SOLARIS
(Lévis, Canada), coll. Solaris (revue) n° 204 Dépôt légal : octobre 2017, Achevé d'imprimer : octobre 2017 Première édition Revue, 160 pages, catégorie / prix : 12,95 $ ISBN : néant Format : 13,3 x 21,0 cm✅ Genre : Imaginaire
Ce numéro commence avec « Les Cadeaux de Promethée », un texte extrêmement laborieux de Jean-Louis Trudel, qu’on a connu autrement plus inspiré (texte mélangeant philosophie et SF, laborieux, donc, mais aussi ambitieux). Suit une nouvelle de Frédéric Parrot, «LaCagede l’amourégoïste», qui mélange hommage lovecraftien limpide, darkweb (par essence non-euclidien), caverne platonicienne et ressources humaines (le narrateur est psychologue-consultant, il étudie des candidatures d’embauches pour des domaines sensibles, notamment celui de la défense). Sur le papier, c’est potentiellement un très bon cocktail. À la lecture, l’auteur semble passablement dépassé par l’ambition (notamment philosophique) de son projet, et tombe dans le piège lovecraftien bien connu de l’écriture un brin forcée. Dommage, l’intuition était bonne. Laurent Kloetzer, seul, ou en symbionyme avec son épouse, Laure, aurait sans doute produit quelque chose de beaucoup plus percutant avec les mêmes ingrédients.
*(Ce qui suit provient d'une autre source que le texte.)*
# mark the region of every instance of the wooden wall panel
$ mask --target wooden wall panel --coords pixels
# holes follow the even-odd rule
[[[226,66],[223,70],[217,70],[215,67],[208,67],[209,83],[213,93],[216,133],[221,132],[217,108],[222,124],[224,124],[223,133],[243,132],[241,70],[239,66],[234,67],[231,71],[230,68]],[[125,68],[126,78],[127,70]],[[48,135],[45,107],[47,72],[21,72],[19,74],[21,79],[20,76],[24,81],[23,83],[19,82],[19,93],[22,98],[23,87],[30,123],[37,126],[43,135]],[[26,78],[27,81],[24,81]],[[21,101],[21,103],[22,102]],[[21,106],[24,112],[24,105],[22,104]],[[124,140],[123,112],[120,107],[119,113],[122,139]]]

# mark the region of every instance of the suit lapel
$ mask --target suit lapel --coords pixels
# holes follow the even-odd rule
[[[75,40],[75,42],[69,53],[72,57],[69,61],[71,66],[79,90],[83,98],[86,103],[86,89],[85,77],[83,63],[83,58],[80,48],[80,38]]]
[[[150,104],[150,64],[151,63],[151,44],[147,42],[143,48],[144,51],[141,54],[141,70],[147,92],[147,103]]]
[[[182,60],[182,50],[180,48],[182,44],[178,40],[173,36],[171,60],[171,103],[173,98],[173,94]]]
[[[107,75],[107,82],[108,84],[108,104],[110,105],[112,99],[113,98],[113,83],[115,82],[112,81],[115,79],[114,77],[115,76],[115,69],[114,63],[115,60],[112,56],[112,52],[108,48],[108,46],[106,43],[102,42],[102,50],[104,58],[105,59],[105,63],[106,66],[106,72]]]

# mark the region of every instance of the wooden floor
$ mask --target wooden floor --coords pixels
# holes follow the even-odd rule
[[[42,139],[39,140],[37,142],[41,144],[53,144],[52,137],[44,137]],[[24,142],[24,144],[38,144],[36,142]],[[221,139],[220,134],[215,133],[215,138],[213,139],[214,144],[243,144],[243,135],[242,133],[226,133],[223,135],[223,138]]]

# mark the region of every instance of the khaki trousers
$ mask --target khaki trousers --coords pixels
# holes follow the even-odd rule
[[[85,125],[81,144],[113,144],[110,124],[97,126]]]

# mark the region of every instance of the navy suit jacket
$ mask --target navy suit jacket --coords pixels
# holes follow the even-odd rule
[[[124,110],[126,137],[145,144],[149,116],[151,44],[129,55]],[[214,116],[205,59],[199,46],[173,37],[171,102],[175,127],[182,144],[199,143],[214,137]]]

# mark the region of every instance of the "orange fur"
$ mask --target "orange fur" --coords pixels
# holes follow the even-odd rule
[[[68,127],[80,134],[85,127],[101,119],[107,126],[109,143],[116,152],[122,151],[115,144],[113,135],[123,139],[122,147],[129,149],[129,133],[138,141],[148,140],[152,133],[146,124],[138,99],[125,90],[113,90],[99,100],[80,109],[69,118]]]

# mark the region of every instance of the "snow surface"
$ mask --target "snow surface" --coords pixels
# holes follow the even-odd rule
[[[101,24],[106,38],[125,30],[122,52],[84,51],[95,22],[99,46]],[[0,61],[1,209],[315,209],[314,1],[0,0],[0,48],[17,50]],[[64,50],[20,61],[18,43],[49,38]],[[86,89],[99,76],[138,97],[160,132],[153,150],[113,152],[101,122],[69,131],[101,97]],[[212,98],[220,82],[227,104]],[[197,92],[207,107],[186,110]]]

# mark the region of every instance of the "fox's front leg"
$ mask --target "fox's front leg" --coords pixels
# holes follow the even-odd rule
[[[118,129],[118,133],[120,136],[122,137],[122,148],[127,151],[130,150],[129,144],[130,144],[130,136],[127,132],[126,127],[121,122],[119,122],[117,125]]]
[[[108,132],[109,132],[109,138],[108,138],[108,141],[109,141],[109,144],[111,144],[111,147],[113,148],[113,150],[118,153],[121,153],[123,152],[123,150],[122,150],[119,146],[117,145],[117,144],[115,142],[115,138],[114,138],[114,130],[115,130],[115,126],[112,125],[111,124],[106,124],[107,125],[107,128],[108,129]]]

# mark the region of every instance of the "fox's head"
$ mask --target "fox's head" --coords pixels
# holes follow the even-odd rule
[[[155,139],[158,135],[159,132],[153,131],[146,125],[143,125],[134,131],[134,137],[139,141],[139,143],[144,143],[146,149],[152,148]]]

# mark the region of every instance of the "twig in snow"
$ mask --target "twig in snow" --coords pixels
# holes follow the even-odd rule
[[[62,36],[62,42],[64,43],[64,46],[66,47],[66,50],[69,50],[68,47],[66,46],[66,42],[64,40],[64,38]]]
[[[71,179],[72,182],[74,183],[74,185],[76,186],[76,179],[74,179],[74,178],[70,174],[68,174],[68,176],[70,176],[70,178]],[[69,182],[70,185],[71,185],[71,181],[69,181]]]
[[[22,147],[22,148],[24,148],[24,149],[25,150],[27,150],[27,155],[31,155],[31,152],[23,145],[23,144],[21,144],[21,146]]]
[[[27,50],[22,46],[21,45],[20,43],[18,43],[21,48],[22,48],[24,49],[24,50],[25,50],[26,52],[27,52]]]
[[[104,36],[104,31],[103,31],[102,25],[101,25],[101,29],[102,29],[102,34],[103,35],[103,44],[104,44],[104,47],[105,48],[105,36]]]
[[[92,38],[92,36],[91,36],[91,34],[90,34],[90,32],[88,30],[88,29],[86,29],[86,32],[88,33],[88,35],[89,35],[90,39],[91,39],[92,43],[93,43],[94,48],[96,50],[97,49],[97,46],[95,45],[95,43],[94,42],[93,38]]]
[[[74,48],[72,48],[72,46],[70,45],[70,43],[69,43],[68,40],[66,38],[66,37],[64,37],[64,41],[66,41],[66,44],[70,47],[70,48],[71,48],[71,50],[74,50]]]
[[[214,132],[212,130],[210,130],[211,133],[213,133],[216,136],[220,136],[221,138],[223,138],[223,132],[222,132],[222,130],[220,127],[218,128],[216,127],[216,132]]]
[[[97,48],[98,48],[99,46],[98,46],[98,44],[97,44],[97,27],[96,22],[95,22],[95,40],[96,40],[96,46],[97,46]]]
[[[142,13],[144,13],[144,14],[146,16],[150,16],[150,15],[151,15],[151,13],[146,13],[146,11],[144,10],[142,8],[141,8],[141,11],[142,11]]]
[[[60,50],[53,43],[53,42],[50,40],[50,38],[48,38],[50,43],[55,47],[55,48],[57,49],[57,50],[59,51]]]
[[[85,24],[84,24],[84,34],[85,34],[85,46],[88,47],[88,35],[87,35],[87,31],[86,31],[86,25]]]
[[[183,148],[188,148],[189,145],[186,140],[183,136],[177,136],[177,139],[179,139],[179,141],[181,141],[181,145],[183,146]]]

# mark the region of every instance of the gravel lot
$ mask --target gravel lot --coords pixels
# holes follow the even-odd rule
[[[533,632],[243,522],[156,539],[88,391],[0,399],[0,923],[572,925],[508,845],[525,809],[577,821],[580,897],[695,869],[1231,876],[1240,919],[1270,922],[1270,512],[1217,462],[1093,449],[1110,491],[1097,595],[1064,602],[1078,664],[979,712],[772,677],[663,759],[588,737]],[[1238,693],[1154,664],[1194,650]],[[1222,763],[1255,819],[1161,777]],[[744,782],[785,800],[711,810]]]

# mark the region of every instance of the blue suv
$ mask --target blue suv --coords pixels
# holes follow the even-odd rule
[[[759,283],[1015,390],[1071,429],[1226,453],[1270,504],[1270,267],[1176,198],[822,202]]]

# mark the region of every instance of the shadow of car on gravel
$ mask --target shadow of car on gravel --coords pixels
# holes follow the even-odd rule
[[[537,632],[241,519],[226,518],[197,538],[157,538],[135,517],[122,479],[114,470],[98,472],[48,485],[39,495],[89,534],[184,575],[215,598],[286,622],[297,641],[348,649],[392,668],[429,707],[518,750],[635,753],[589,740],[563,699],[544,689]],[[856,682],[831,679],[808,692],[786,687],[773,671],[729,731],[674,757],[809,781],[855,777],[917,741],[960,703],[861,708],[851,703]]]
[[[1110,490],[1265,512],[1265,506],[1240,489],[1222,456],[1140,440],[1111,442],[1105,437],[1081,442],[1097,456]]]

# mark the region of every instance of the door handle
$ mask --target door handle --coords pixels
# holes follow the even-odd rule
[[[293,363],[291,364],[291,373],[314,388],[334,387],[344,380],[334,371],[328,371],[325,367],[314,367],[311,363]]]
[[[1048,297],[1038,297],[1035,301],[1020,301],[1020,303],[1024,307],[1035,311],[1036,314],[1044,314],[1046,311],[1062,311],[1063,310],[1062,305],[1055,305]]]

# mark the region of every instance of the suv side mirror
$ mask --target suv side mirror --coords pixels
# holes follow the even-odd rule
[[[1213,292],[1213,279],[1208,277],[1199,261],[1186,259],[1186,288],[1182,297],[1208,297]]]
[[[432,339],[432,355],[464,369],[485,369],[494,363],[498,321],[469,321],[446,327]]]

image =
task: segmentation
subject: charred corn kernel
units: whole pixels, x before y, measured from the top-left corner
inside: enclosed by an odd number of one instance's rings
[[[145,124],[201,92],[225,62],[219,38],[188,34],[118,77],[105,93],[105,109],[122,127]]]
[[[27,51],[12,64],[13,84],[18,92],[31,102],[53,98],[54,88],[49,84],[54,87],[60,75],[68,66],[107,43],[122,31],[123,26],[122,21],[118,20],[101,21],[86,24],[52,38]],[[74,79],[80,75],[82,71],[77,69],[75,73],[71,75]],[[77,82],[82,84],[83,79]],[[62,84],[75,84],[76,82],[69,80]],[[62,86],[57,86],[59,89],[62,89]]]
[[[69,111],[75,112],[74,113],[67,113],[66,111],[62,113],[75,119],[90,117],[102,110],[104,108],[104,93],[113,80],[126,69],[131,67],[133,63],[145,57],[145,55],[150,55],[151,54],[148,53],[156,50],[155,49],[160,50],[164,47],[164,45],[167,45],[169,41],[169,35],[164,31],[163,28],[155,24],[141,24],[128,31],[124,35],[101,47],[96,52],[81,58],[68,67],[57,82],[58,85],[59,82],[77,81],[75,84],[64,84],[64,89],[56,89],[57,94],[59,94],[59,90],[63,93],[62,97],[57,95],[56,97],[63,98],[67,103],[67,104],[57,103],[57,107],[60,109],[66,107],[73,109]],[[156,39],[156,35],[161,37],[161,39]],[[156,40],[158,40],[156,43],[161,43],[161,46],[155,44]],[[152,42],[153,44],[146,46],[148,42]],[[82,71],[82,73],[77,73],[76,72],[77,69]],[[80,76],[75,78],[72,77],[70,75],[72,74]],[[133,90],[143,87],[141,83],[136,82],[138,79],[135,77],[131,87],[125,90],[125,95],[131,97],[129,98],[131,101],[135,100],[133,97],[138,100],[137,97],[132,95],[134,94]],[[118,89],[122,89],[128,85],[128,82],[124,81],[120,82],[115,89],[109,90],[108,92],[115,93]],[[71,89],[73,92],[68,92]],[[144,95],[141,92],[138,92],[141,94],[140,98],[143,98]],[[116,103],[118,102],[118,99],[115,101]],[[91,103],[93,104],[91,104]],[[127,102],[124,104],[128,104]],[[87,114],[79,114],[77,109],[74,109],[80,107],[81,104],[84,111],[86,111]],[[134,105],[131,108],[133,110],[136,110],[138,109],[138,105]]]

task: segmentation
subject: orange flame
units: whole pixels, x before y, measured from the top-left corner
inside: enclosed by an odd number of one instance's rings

On peut passer sans regret la première nouvelle publiée de Mathieu Arès, qui mélange musique, identité sexuelle et robotique, sans originalité, et avec un style appuyé un peu pénible. Par contre, la nouvelle d’Yves Meynard, « épines », est d’un tout autre niveau. Un prêtre vient interroger un homme au sujet d’une histoire de tour de magie vieux de trente ans. Alors qu’il était enfant, Davor a vu son ami de l’époque manipuler un œuf étrange. Les deux enfants habitant chacun un élevage de volailles, la scène lui a semblé surtout incompréhensible. Mais l’Inquisition aimerait connaître la vérité au sujet de cet œuf qui n’en était pas un (et était potentiellement un objet « horla » — joli emprunt au demeurant, en un mot inspiré). La nouvelle est convaincante car en quelques pages à peine, Yves Meynard dresse le portrait d’une colonie humaine sur une planète étrangère. La nouvelle est aussi frustrante car, comme dans bien des textes de Gene Wolfe (auteur qu’Yves Meynard apprécie énormément), le texte en lui-même n’est que le sommet d’un iceberg qu’il faut essayer de cartographier grâce à quelques indices aussi épars que subtils.« Épines », qui évoque forcément le James Blish d’ Un casdeconscience, est sans doute aucun la meilleure nouvelle du numéro. On imagine, mais peut-être à tort, qu’elle s’inscrit dans un cycle ou un projet plus vaste.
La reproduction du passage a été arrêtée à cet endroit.